Joyce returned to Canada in the early 1970s but her love affair with Italy never ended. Her memories of her time there are lovingly recounted in her book Ricordi - Remembrances of Italy, published in 1982.
When she returned, Joyce spent time in Toronto, Edmonton and Vancouver before settling in Winnipeg in 1981, where she worked as a writer with Travel Manitoba and freelanced for various publications until her retirement.
Throughout her life, Joyce was a humanitarian and was strongly committed to social-justice causes. She supported many charities and was an active member of Amnesty International for more than 30 years, using her talent to write letters to governments around the world on behalf of prisoners of conscience.
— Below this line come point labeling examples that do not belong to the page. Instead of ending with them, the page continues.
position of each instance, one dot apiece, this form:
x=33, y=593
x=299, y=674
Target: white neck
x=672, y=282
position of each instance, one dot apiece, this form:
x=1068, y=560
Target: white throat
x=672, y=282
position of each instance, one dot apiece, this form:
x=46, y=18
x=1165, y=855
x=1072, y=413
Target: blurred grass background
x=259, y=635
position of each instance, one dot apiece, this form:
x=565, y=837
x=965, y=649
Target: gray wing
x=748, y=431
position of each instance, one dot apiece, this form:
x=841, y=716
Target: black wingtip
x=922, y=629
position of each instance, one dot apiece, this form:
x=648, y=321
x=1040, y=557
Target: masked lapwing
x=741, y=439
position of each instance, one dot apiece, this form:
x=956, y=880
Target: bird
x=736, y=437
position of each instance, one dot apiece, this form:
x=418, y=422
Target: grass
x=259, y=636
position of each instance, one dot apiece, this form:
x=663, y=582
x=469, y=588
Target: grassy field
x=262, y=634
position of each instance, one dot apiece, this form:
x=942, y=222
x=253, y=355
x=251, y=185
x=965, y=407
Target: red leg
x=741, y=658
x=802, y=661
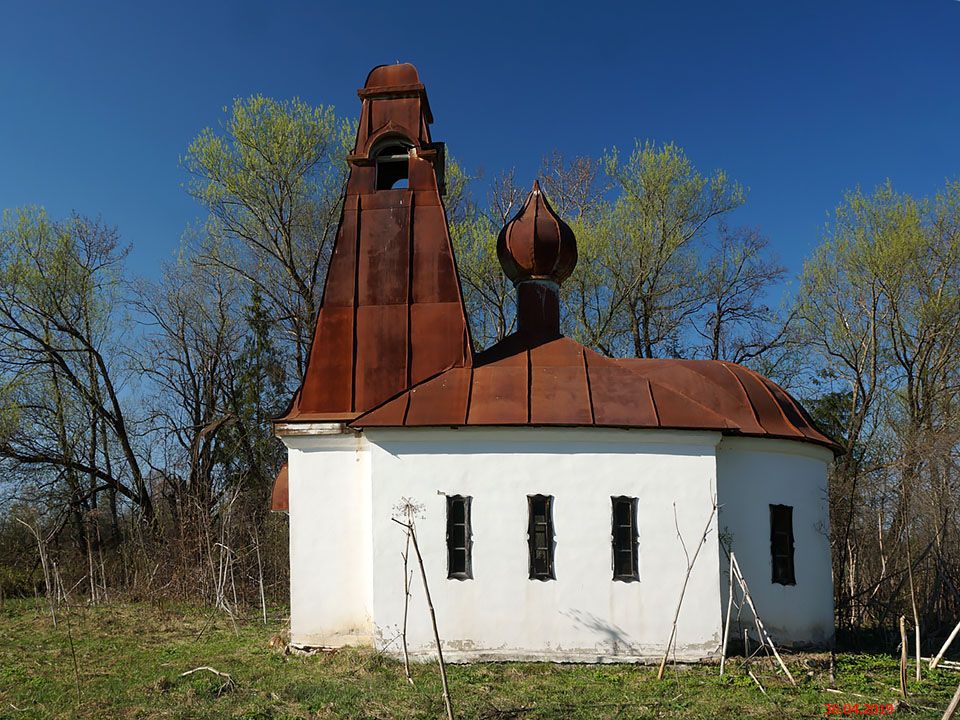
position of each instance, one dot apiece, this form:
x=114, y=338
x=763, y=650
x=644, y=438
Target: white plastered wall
x=584, y=614
x=330, y=539
x=752, y=475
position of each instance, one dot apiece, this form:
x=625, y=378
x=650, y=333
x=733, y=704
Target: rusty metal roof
x=560, y=382
x=392, y=347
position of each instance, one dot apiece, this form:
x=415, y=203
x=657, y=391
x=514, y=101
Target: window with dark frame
x=781, y=544
x=393, y=167
x=540, y=537
x=459, y=538
x=625, y=566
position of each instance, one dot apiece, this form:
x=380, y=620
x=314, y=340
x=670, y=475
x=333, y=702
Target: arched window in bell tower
x=393, y=167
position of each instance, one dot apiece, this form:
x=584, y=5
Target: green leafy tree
x=272, y=178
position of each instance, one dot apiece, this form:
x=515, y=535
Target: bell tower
x=392, y=312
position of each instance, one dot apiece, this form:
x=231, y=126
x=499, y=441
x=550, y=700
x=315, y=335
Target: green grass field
x=129, y=660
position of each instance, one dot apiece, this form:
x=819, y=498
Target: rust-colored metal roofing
x=560, y=382
x=280, y=498
x=392, y=348
x=391, y=314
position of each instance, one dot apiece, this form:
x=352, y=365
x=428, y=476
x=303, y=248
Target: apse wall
x=752, y=475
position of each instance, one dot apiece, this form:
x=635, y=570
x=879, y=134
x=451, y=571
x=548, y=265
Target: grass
x=129, y=660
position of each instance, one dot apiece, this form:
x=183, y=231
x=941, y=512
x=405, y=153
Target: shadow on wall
x=611, y=637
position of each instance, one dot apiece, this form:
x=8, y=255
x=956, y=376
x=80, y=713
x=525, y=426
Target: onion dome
x=536, y=244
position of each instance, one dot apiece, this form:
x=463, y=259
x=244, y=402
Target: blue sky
x=798, y=101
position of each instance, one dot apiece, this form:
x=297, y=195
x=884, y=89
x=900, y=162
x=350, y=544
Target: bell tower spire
x=392, y=313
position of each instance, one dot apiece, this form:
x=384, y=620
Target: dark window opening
x=393, y=167
x=781, y=544
x=459, y=538
x=540, y=537
x=625, y=539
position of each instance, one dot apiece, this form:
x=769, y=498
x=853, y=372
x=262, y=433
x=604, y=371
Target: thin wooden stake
x=952, y=707
x=904, y=649
x=726, y=624
x=433, y=618
x=407, y=578
x=754, y=678
x=764, y=635
x=939, y=657
x=686, y=579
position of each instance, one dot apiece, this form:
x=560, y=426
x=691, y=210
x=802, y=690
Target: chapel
x=558, y=492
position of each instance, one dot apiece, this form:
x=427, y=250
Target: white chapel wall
x=583, y=614
x=330, y=540
x=752, y=474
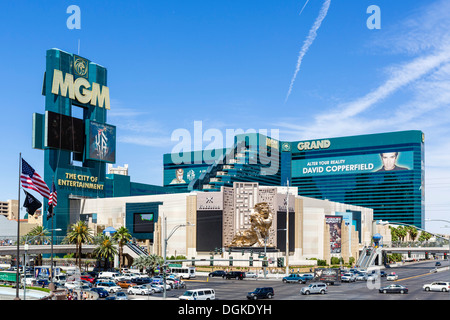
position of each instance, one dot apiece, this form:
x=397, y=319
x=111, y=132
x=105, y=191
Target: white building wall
x=111, y=213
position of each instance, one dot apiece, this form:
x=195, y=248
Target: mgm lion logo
x=80, y=66
x=261, y=220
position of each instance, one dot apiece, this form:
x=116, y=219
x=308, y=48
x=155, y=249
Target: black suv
x=235, y=275
x=261, y=293
x=217, y=273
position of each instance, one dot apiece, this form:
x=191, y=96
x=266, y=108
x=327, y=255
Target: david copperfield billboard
x=377, y=162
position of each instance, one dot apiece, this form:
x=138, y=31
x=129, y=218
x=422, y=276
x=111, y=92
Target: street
x=413, y=276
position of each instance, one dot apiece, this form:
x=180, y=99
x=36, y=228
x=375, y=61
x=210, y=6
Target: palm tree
x=122, y=236
x=106, y=248
x=140, y=263
x=80, y=233
x=37, y=235
x=149, y=262
x=412, y=232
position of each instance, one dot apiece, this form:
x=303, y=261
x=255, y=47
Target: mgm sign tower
x=73, y=133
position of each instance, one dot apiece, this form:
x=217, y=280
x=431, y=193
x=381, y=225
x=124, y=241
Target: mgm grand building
x=238, y=222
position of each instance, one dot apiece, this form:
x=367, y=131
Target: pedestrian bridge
x=44, y=249
x=133, y=250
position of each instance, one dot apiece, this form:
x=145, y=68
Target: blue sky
x=230, y=64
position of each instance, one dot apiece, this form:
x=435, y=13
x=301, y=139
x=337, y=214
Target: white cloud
x=309, y=41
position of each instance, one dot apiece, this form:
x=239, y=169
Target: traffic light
x=280, y=262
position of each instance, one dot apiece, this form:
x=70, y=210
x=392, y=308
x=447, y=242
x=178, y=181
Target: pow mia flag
x=31, y=203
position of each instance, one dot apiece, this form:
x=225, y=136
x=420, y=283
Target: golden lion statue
x=261, y=220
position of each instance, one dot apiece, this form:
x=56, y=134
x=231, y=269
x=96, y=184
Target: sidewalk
x=10, y=294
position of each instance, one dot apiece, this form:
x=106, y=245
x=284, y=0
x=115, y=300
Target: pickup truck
x=295, y=277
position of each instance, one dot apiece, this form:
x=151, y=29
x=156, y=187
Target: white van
x=198, y=294
x=110, y=275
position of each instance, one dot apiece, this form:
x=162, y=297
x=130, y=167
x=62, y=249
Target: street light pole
x=287, y=228
x=166, y=239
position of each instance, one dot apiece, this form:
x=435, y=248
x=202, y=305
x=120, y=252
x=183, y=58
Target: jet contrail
x=303, y=7
x=309, y=40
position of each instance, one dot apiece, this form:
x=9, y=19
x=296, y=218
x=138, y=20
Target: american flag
x=32, y=180
x=52, y=201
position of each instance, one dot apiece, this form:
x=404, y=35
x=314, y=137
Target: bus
x=183, y=272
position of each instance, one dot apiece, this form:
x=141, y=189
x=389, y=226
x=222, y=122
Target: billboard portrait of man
x=389, y=160
x=179, y=173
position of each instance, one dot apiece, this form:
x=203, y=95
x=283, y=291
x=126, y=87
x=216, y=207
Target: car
x=362, y=277
x=140, y=289
x=392, y=277
x=110, y=287
x=294, y=277
x=141, y=280
x=102, y=293
x=393, y=288
x=87, y=278
x=348, y=277
x=217, y=273
x=73, y=284
x=235, y=275
x=161, y=285
x=261, y=293
x=437, y=286
x=121, y=296
x=125, y=284
x=308, y=276
x=372, y=277
x=199, y=294
x=42, y=282
x=154, y=287
x=318, y=287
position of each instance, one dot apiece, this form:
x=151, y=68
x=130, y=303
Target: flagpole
x=18, y=230
x=51, y=257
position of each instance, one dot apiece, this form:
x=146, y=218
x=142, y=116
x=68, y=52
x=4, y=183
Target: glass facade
x=395, y=194
x=384, y=171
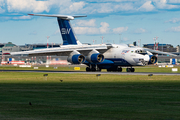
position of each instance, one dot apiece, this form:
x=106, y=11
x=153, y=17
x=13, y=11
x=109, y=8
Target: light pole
x=120, y=38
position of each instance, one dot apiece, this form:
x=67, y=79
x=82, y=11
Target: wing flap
x=63, y=50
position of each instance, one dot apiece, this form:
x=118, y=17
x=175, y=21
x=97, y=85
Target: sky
x=117, y=21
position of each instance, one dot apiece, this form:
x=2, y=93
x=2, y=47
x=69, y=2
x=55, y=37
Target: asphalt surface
x=84, y=72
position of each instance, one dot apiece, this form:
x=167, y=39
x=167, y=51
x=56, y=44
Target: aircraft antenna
x=47, y=40
x=102, y=39
x=120, y=38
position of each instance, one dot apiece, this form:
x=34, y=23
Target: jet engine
x=95, y=57
x=76, y=58
x=152, y=59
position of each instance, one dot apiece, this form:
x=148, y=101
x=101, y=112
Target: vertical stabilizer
x=67, y=32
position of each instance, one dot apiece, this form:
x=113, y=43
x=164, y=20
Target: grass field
x=83, y=96
x=83, y=68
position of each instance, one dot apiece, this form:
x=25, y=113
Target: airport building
x=161, y=47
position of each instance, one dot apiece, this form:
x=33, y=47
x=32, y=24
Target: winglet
x=65, y=17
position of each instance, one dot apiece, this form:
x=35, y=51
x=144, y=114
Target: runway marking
x=84, y=72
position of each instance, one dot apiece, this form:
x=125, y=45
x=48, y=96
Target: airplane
x=111, y=57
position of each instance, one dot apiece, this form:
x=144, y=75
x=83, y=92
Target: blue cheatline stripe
x=67, y=33
x=110, y=62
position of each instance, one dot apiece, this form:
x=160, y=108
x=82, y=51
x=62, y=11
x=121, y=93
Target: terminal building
x=161, y=47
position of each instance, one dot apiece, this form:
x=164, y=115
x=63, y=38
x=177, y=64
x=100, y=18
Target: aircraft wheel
x=119, y=69
x=88, y=69
x=98, y=69
x=132, y=69
x=93, y=69
x=128, y=69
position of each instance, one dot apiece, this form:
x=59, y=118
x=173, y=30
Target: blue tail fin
x=65, y=28
x=67, y=32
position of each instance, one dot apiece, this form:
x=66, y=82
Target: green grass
x=83, y=96
x=83, y=68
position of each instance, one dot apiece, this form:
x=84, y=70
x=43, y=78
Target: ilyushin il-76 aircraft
x=100, y=56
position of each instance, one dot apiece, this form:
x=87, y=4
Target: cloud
x=163, y=4
x=174, y=1
x=174, y=20
x=147, y=6
x=173, y=29
x=104, y=27
x=2, y=5
x=93, y=30
x=86, y=23
x=120, y=29
x=71, y=7
x=2, y=10
x=139, y=31
x=27, y=6
x=86, y=30
x=22, y=17
x=33, y=33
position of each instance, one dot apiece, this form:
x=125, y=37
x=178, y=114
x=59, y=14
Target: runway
x=84, y=72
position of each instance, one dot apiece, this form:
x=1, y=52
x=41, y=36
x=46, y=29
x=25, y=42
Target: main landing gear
x=93, y=68
x=130, y=69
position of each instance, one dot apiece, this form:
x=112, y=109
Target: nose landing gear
x=130, y=69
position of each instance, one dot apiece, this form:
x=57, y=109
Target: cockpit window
x=141, y=52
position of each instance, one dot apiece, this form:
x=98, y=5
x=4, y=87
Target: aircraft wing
x=64, y=50
x=159, y=52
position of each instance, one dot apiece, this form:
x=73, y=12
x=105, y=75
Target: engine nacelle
x=95, y=58
x=76, y=58
x=152, y=59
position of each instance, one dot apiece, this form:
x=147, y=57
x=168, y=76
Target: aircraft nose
x=152, y=59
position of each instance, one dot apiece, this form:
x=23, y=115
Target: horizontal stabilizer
x=66, y=17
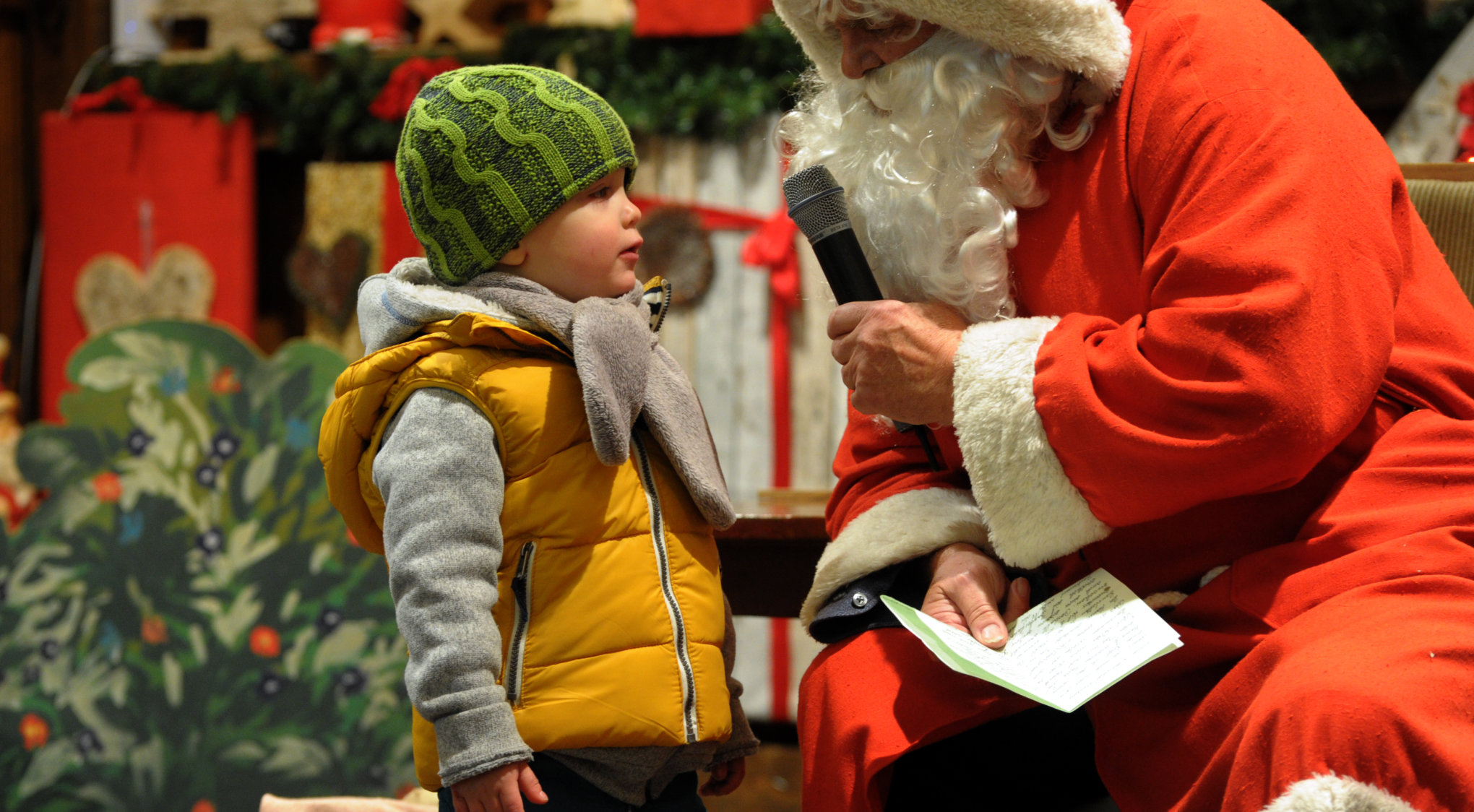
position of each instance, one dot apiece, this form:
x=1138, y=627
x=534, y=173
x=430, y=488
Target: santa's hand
x=970, y=592
x=897, y=357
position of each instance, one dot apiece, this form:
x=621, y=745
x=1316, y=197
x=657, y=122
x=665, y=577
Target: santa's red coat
x=1255, y=357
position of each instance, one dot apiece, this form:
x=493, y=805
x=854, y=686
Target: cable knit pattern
x=1087, y=38
x=1335, y=793
x=1034, y=511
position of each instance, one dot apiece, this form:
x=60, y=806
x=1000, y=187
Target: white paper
x=1063, y=652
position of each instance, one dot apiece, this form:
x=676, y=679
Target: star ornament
x=447, y=20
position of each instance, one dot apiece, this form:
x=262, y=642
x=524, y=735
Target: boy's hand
x=499, y=790
x=725, y=777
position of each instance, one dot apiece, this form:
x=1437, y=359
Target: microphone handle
x=850, y=277
x=845, y=267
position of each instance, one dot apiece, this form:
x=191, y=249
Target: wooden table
x=768, y=556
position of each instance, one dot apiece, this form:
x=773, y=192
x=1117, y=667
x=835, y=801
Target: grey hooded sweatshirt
x=443, y=487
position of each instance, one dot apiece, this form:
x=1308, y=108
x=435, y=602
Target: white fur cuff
x=1034, y=511
x=1336, y=793
x=897, y=530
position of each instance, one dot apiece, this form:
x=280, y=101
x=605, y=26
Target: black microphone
x=817, y=205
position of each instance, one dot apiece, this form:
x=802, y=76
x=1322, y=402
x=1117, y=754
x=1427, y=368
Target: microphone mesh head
x=817, y=217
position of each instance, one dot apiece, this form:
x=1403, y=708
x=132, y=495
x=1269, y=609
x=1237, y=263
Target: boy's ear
x=514, y=256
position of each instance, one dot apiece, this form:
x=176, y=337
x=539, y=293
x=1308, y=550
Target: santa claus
x=1158, y=288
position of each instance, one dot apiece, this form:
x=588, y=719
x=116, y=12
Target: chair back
x=1444, y=195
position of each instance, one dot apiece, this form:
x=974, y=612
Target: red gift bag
x=146, y=214
x=683, y=18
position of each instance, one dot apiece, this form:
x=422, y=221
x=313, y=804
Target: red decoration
x=129, y=185
x=398, y=238
x=683, y=18
x=266, y=642
x=126, y=93
x=404, y=82
x=378, y=22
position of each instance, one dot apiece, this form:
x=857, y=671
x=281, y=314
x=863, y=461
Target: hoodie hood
x=398, y=304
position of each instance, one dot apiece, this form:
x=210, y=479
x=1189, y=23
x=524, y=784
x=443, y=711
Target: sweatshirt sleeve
x=742, y=742
x=889, y=506
x=1272, y=260
x=443, y=488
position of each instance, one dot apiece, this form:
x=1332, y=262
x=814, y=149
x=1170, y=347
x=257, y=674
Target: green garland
x=711, y=87
x=317, y=108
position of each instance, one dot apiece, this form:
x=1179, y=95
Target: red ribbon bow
x=1465, y=105
x=404, y=83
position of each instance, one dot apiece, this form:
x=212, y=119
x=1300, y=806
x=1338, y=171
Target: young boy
x=537, y=470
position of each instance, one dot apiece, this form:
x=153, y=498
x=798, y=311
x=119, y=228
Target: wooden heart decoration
x=680, y=249
x=111, y=290
x=327, y=282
She was also part of an Amnesty International team that worked to defeat a private member's bill to reinstate the death penalty in Canada.
Joyce was intelligent and warm-hearted. Her friends enjoyed many wonderful dinner parties at her home and frequently accompanied her to the Royal Winnipeg Ballet, concerts and movies. In the mid-2000s, Joyce's life began to unravel with her diagnosis of dementia, but she retained her love of language until the end, editing the promotional brochures at the residence where she lived and often stopping the conversation to correct the grammatical mistakes of her friends.
By Pat Power, Marilyn Hendzel and Manfred Jager, Joyce's friends.